🤖 AI Summary
This work addresses the challenge of safety violations in off-policy safe reinforcement learning, which often arise from unconstrained exploration and biased cost estimation. To mitigate these issues, the authors propose the COX-Q algorithm, which reconciles conflicting reward and cost gradients through cost-constrained optimistic exploration. The method employs a truncated quantile critic to stabilize cost learning and quantify epistemic uncertainty, while a cost-constrained trust region adaptively modulates the policy update range. This approach establishes a distributional off-policy Q-learning framework that significantly improves sample efficiency, effectively controls data collection costs, and achieves high safety performance during testing across benchmark tasks including safe velocity control, navigation, and autonomous driving.
📝 Abstract
When safety is formulated as a limit of cumulative cost, safe reinforcement learning (RL) aims to learn policies that maximize return subject to the cost constraint in data collection and deployment. Off-policy safe RL methods, although offering high sample efficiency, suffer from constraint violations due to cost-agnostic exploration and estimation bias in cumulative cost. To address this issue, we propose Constrained Optimistic eXploration Q-learning (COX-Q), an off-policy safe RL algorithm that integrates cost-bounded online exploration and conservative offline distributional value learning.
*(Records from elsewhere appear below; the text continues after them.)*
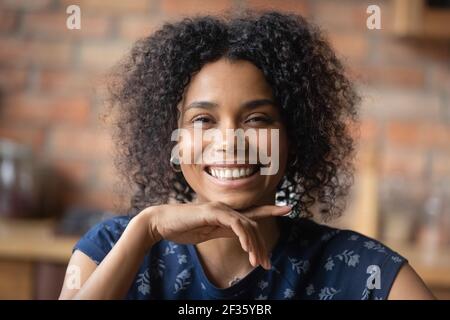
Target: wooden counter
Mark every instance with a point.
(32, 259)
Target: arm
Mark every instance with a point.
(186, 223)
(409, 286)
(112, 278)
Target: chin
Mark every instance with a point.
(236, 202)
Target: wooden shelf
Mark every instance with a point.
(34, 240)
(414, 18)
(432, 266)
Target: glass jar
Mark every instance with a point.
(18, 194)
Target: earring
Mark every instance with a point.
(175, 163)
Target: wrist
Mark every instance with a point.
(139, 228)
(148, 217)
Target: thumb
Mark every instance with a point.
(261, 212)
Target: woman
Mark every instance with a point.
(210, 229)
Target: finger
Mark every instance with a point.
(256, 245)
(262, 247)
(261, 212)
(236, 226)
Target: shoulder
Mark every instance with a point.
(99, 240)
(344, 262)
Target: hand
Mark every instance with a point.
(195, 223)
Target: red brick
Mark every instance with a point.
(335, 15)
(350, 46)
(400, 104)
(22, 52)
(419, 134)
(133, 28)
(441, 164)
(25, 4)
(391, 76)
(120, 7)
(295, 6)
(369, 130)
(33, 137)
(79, 143)
(12, 79)
(412, 52)
(8, 21)
(45, 110)
(190, 7)
(102, 56)
(52, 25)
(61, 81)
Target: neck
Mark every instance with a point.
(223, 259)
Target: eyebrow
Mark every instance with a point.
(247, 105)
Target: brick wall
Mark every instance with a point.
(51, 84)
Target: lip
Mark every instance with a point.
(231, 184)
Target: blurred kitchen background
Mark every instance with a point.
(56, 157)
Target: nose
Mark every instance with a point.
(230, 139)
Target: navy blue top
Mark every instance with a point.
(309, 261)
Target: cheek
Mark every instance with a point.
(191, 150)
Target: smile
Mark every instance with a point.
(231, 173)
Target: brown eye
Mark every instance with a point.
(202, 119)
(259, 119)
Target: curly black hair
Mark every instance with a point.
(316, 99)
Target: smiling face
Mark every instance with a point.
(222, 97)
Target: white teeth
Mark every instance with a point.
(231, 174)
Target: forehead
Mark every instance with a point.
(228, 80)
First, we introduce a novel cost-constrained optimistic exploration strategy that resolves gradient conflicts between reward and cost in the action space and adaptively adjusts the trust region to control the training cost. Second, we adopt truncated quantile critics to stabilize the cost value learning. Quantile critics also quantify epistemic uncertainty to guide exploration. Experiments on safe velocity, safe navigation, and autonomous driving tasks demonstrate that COX-Q achieves high sample efficiency, competitive test safety performance, and controlled data collection cost. The results highlight COX-Q as a promising RL method for safety-critical applications.